The Appellate Court affirmed. The Court held that the statute did not mandate the appointment of the spouse as guardian if the best interests of the ward dictated otherwise:

In N.J.S.A. 3B:12-25, the Legislature established a statutory preference in favor of family members in the appointment of special guardians. [citations omitted] It is clear the Legislature’s intent affords the trial court the discretion to appoint a guardian in the best interests of the incapacitated person. The statute does not mandate that the first choice when appointing a guardian must be the incapacitated person’s spouse. Instead, the statute presents a disjunctive list of potential persons whom the court must give “first consideration,” prior to awarding guardianship to the Office of Public Guardian for Elderly Adults.

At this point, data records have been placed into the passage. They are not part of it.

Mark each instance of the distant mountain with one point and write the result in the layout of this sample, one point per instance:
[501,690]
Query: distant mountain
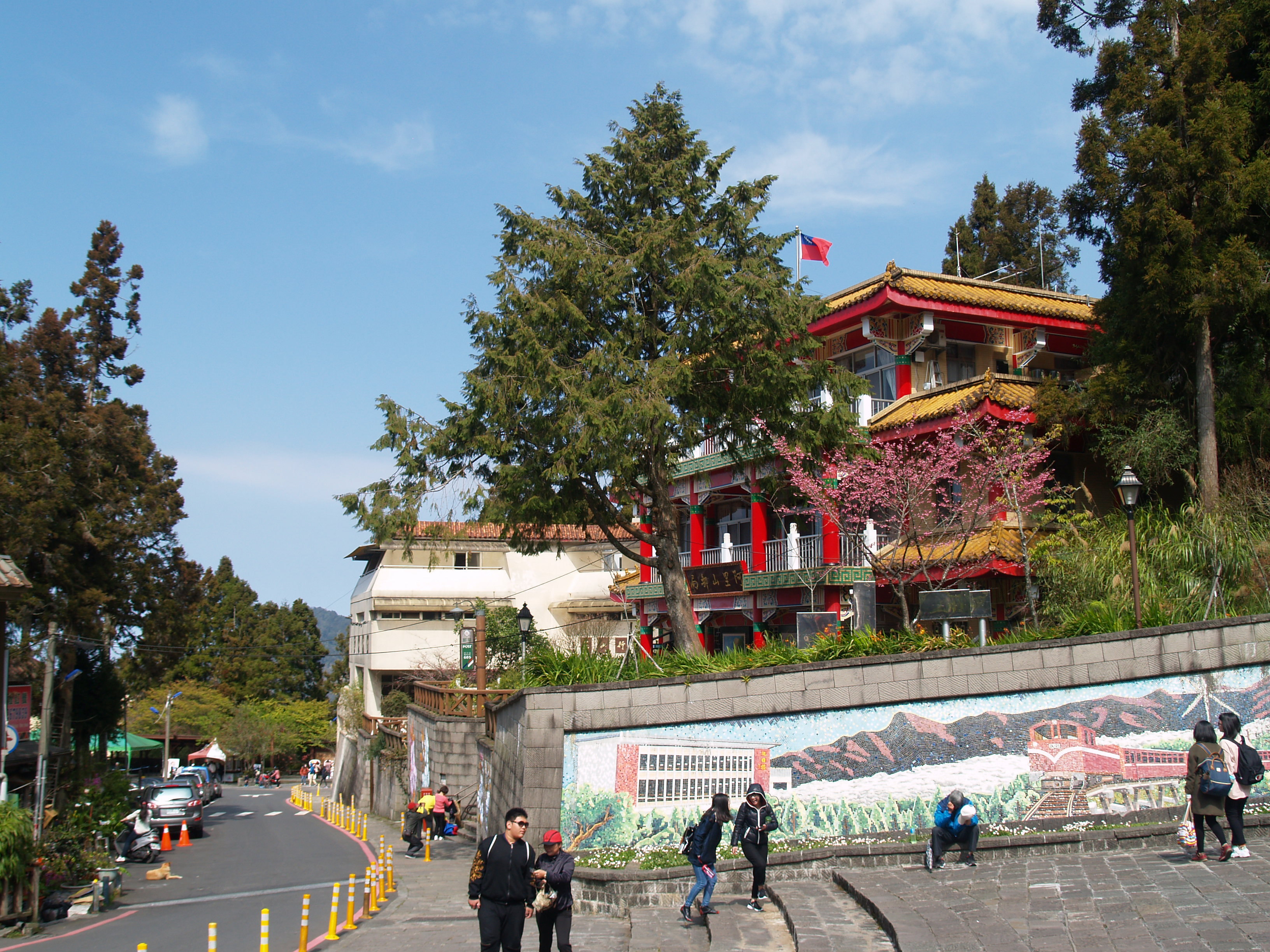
[331,624]
[911,740]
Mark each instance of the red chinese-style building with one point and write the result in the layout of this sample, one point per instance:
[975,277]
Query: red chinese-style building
[928,345]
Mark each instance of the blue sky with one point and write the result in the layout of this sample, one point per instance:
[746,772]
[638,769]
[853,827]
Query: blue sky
[310,188]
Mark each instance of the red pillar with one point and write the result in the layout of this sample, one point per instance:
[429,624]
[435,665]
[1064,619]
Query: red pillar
[696,531]
[903,374]
[757,531]
[646,572]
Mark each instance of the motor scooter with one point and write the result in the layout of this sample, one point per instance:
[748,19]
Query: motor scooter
[144,848]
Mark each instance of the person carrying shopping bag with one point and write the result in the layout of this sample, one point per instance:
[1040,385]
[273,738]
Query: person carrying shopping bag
[703,854]
[1244,765]
[1206,774]
[755,821]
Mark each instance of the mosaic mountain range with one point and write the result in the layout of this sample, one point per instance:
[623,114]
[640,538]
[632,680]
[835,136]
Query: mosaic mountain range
[911,740]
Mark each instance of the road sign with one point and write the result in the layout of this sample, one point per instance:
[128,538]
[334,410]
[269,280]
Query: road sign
[954,604]
[468,649]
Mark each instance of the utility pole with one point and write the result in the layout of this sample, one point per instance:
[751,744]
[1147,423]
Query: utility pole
[46,718]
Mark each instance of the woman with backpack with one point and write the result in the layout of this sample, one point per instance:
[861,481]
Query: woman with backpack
[1236,800]
[755,821]
[703,854]
[1206,804]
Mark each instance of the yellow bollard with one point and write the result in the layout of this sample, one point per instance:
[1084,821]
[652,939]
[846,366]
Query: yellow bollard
[304,924]
[352,900]
[332,928]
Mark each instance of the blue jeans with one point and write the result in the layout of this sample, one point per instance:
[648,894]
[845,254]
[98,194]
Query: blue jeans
[704,885]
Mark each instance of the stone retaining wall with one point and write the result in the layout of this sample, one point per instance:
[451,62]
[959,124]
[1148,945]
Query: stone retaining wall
[615,891]
[523,766]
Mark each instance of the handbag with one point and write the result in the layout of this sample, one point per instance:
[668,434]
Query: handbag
[1187,832]
[545,899]
[1215,780]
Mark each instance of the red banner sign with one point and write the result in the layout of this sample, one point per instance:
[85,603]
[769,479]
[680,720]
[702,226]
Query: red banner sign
[19,709]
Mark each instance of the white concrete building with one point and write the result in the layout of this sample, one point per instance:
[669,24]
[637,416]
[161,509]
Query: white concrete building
[400,610]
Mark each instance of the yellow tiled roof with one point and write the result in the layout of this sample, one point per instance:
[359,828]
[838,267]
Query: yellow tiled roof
[999,540]
[1013,393]
[968,291]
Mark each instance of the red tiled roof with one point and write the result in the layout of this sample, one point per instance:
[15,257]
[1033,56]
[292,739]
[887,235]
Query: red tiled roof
[497,531]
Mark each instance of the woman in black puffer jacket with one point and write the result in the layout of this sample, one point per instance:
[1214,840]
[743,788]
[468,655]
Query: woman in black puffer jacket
[755,821]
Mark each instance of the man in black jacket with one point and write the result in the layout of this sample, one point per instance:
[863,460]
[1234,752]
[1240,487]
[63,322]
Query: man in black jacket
[412,830]
[501,885]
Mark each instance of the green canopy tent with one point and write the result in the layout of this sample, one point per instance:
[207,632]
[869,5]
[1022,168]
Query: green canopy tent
[135,743]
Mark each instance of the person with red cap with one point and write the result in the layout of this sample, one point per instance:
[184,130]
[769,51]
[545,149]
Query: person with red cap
[554,869]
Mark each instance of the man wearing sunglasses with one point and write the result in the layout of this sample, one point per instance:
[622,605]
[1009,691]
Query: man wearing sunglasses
[501,885]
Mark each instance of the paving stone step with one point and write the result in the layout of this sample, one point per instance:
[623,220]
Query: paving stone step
[822,918]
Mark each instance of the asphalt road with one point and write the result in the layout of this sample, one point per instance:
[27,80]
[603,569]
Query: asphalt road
[258,852]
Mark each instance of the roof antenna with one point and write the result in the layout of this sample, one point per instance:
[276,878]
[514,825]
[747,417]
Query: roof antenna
[1040,248]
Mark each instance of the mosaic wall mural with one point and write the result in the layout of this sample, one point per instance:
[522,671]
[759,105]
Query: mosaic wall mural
[1066,753]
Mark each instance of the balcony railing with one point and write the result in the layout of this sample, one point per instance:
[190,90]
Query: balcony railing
[811,550]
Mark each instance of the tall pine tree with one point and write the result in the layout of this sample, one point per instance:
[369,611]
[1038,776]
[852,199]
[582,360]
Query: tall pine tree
[646,314]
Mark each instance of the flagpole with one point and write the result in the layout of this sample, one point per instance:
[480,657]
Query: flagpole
[798,253]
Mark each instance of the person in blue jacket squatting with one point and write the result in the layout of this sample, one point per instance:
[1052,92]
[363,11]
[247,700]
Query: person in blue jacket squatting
[956,822]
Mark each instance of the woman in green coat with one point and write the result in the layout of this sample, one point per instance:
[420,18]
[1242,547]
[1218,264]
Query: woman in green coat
[1204,809]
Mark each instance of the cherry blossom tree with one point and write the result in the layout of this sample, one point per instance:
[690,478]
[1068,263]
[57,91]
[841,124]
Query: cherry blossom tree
[926,495]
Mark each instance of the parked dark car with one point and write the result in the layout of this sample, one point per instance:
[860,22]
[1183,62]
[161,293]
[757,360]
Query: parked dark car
[174,802]
[211,781]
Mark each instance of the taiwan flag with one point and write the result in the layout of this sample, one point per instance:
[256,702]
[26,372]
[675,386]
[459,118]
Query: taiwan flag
[816,249]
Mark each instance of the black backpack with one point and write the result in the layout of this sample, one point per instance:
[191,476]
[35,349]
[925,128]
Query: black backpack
[1250,770]
[686,842]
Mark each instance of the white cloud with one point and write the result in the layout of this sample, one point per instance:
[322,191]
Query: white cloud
[402,146]
[817,173]
[177,130]
[295,475]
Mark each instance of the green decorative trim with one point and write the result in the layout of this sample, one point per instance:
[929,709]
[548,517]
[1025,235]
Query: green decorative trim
[648,590]
[840,576]
[716,461]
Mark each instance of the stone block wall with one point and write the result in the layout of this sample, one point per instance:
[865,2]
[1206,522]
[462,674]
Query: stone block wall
[523,765]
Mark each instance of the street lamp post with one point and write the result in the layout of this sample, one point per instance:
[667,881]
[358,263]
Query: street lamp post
[525,619]
[167,728]
[1130,488]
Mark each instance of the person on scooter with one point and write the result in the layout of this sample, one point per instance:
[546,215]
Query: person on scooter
[139,824]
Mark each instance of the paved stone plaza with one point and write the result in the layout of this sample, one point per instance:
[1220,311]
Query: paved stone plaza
[1135,900]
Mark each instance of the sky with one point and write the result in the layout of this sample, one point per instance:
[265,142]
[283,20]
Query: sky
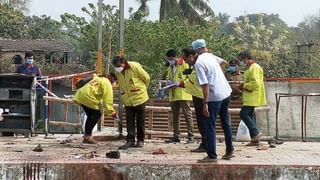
[291,12]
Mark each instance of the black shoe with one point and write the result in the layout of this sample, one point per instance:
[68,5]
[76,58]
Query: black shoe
[127,145]
[199,149]
[172,140]
[207,160]
[190,140]
[228,155]
[139,144]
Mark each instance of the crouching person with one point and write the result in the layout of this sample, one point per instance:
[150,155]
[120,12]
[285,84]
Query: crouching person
[91,94]
[133,81]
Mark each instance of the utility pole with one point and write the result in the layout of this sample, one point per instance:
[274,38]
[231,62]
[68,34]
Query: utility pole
[121,53]
[304,49]
[99,55]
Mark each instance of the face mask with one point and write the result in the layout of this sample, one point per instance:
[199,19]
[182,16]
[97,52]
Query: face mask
[242,63]
[29,60]
[171,62]
[232,69]
[118,69]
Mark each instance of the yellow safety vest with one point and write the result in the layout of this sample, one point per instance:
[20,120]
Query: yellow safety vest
[95,93]
[175,75]
[253,89]
[192,85]
[133,84]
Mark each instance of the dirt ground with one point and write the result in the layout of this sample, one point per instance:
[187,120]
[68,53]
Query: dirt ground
[69,149]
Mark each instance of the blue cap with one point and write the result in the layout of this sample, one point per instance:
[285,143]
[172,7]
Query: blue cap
[199,43]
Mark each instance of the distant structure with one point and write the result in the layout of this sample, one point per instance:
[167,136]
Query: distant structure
[52,51]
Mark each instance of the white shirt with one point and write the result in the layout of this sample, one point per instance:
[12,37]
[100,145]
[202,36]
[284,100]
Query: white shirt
[209,72]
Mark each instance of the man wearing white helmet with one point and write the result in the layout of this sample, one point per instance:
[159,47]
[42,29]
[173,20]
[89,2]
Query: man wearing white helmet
[216,99]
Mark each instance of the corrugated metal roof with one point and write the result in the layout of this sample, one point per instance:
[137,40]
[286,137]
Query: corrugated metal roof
[52,45]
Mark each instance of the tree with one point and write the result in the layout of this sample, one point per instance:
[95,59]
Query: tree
[256,34]
[193,11]
[42,27]
[20,5]
[11,22]
[83,33]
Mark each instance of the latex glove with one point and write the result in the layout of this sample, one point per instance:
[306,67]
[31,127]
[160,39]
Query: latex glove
[169,82]
[116,117]
[180,84]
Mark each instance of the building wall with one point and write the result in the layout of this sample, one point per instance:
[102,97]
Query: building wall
[290,110]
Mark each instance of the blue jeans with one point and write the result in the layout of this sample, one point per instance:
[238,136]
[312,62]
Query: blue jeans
[248,117]
[221,108]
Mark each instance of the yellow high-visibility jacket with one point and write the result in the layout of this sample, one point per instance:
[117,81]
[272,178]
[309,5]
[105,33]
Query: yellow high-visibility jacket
[192,85]
[96,92]
[253,89]
[133,83]
[178,93]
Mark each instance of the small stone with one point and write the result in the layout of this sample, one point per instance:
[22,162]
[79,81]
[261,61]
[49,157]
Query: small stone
[38,148]
[113,154]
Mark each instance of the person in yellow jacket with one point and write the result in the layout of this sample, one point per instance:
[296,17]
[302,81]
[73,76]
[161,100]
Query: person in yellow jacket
[253,94]
[178,97]
[133,81]
[95,92]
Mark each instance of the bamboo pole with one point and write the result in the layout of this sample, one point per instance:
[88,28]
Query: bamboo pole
[68,76]
[156,108]
[61,123]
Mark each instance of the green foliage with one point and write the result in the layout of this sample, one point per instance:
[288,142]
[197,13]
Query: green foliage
[42,27]
[14,25]
[11,22]
[191,11]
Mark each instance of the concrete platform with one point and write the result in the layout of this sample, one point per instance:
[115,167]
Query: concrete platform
[74,160]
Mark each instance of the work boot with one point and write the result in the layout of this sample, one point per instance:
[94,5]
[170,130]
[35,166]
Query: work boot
[139,144]
[228,155]
[207,159]
[89,140]
[172,140]
[127,145]
[200,149]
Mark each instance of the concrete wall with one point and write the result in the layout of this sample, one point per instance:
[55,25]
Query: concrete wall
[102,171]
[290,110]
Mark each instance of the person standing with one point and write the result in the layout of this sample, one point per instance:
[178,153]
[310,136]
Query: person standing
[216,99]
[28,68]
[178,98]
[253,94]
[90,95]
[133,81]
[193,87]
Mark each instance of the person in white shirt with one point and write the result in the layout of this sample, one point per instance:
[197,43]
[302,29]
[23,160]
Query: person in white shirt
[216,99]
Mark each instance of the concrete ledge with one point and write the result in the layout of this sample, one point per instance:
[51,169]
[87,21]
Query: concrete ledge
[101,171]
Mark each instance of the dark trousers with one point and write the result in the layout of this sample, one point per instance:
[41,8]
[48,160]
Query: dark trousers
[221,108]
[135,119]
[186,110]
[248,117]
[198,106]
[93,117]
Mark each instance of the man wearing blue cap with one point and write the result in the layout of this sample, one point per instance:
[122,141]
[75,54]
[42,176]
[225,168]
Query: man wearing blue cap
[216,99]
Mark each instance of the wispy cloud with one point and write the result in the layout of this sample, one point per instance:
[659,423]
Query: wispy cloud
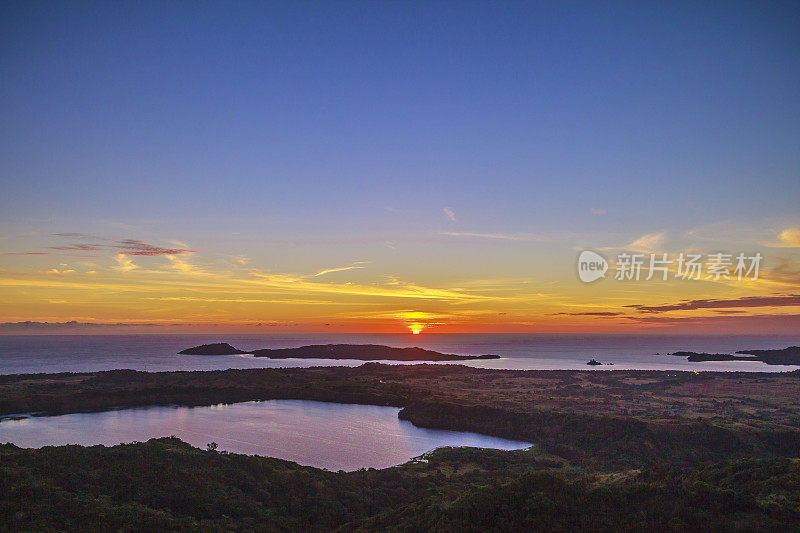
[590,313]
[499,236]
[788,238]
[647,243]
[354,266]
[124,264]
[125,246]
[26,253]
[745,301]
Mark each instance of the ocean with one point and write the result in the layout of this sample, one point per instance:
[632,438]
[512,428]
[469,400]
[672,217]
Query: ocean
[85,353]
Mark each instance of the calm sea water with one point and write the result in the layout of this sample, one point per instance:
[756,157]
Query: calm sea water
[325,435]
[83,353]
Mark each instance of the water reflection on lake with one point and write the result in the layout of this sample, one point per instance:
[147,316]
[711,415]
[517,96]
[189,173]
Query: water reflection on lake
[325,435]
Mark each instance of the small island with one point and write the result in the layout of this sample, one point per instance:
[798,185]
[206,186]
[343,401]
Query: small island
[363,352]
[786,356]
[219,348]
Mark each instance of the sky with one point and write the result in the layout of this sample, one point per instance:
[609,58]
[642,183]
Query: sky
[397,166]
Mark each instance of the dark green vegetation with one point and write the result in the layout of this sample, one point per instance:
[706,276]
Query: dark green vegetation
[616,450]
[164,484]
[786,356]
[219,348]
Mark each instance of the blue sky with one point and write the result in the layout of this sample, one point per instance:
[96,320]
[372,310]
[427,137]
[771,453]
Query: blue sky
[338,125]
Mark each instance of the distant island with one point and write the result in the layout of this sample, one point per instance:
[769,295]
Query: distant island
[220,348]
[364,352]
[786,356]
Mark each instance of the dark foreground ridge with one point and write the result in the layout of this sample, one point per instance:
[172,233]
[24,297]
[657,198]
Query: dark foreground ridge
[167,485]
[786,356]
[364,352]
[613,451]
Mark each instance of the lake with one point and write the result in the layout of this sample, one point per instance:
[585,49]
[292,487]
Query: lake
[325,435]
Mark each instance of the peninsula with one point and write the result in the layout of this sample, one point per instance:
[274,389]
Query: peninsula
[786,356]
[363,352]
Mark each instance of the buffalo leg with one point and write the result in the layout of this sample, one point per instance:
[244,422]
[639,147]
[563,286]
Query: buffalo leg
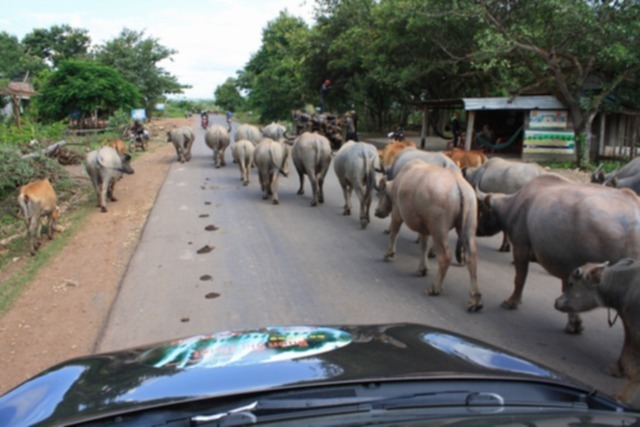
[423,265]
[443,255]
[394,228]
[475,297]
[274,188]
[574,322]
[521,261]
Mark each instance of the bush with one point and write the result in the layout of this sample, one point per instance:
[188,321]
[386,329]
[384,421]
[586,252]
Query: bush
[16,171]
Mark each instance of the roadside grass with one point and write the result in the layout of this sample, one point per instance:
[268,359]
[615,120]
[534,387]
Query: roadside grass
[74,218]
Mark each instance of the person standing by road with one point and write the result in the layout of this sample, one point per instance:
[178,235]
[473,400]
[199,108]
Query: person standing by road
[324,92]
[455,128]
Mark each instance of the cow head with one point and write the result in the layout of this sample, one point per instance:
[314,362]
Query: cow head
[384,199]
[581,290]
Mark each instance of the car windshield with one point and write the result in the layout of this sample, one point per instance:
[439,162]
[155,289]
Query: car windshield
[225,200]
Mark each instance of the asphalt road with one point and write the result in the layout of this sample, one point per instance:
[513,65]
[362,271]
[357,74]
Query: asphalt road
[296,264]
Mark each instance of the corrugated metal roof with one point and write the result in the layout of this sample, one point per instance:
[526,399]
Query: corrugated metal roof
[518,103]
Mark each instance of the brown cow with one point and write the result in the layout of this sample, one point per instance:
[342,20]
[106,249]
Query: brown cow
[38,199]
[432,200]
[391,150]
[466,158]
[118,144]
[617,287]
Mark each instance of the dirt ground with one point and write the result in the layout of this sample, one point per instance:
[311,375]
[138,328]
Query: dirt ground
[61,313]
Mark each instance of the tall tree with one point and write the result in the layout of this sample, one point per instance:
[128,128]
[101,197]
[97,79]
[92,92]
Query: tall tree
[15,63]
[228,97]
[581,51]
[86,87]
[136,57]
[58,43]
[273,76]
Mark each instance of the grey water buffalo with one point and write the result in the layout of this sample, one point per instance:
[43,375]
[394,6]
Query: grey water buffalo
[105,167]
[182,138]
[274,131]
[270,157]
[616,287]
[445,202]
[37,200]
[410,153]
[355,166]
[630,169]
[248,132]
[217,138]
[498,175]
[311,153]
[562,225]
[243,152]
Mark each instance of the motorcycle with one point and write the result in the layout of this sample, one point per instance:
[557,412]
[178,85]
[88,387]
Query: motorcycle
[138,139]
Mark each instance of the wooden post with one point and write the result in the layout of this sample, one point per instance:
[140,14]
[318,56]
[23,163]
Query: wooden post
[471,117]
[425,126]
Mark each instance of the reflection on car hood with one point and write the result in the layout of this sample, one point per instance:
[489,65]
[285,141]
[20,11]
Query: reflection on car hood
[237,362]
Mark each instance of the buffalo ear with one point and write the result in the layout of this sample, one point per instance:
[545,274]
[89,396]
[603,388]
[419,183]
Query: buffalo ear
[595,275]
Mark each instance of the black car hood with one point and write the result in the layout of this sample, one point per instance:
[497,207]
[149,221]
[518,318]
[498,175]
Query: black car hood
[231,363]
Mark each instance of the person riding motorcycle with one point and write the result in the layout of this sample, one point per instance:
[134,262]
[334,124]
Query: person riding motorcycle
[204,119]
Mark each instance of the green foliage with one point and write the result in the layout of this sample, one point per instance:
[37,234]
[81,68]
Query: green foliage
[86,87]
[15,62]
[137,58]
[57,44]
[44,134]
[16,171]
[274,74]
[121,120]
[228,97]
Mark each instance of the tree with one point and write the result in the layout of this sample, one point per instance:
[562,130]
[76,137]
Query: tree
[274,75]
[581,51]
[86,87]
[137,58]
[15,63]
[59,43]
[228,97]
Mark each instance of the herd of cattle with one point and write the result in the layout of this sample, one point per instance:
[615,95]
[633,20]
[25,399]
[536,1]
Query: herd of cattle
[587,235]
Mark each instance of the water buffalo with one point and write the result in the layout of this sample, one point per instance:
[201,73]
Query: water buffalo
[274,131]
[355,164]
[408,154]
[182,139]
[38,199]
[432,200]
[243,152]
[271,157]
[311,155]
[390,151]
[562,225]
[105,167]
[217,138]
[498,175]
[616,287]
[248,132]
[467,158]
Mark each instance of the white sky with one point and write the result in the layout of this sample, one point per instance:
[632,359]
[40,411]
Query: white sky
[214,38]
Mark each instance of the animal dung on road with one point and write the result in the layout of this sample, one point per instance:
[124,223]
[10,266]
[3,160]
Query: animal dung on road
[205,249]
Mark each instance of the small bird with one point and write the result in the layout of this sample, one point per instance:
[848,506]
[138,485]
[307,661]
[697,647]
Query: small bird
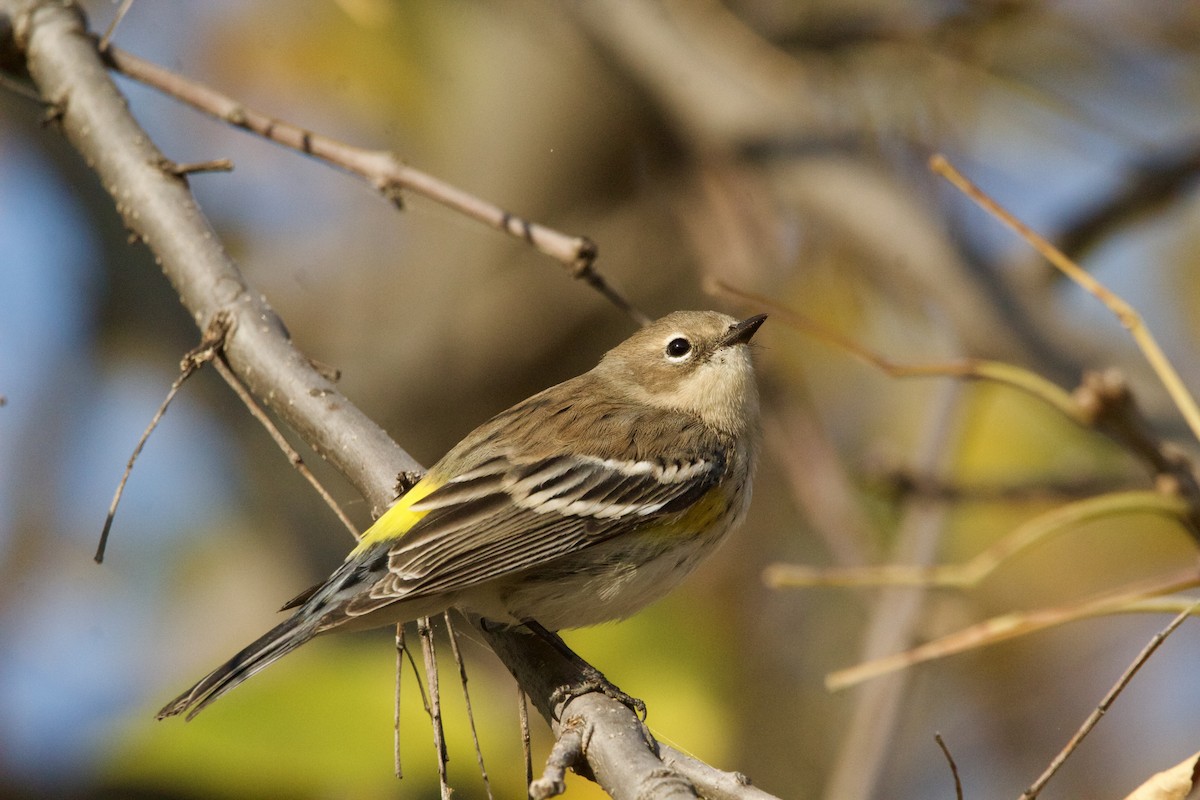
[576,506]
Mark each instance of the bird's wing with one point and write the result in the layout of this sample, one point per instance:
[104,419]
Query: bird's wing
[505,516]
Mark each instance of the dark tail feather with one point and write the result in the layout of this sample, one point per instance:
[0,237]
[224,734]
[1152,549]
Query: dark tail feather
[276,643]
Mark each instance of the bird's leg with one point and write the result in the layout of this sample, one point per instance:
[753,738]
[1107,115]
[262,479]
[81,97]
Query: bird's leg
[593,679]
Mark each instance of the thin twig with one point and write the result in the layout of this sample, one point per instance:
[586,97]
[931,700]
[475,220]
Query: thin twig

The Court also found that the trial court had properly considered Floretta’s appointment of her daughter Karen as her durable power of attorney and health care agent since there was no evidence of undue influence in Karne’s appointment:

[Under] N.J.S.A. 3B:12-25[,] Consideration may be given to surrogate decision-makers, . . . chosen by the incapacitated person before the person became incapacitated by way of a durable power of attorney . . ., health care proxy or advance directive[]. Floretta was competent when she sought to prepare the powers of attorney and [the trial judge] found compelling [the drafting attorney’s] testimony . . . that “the power of attorney expressed [Floretta’s] legitimate intentions.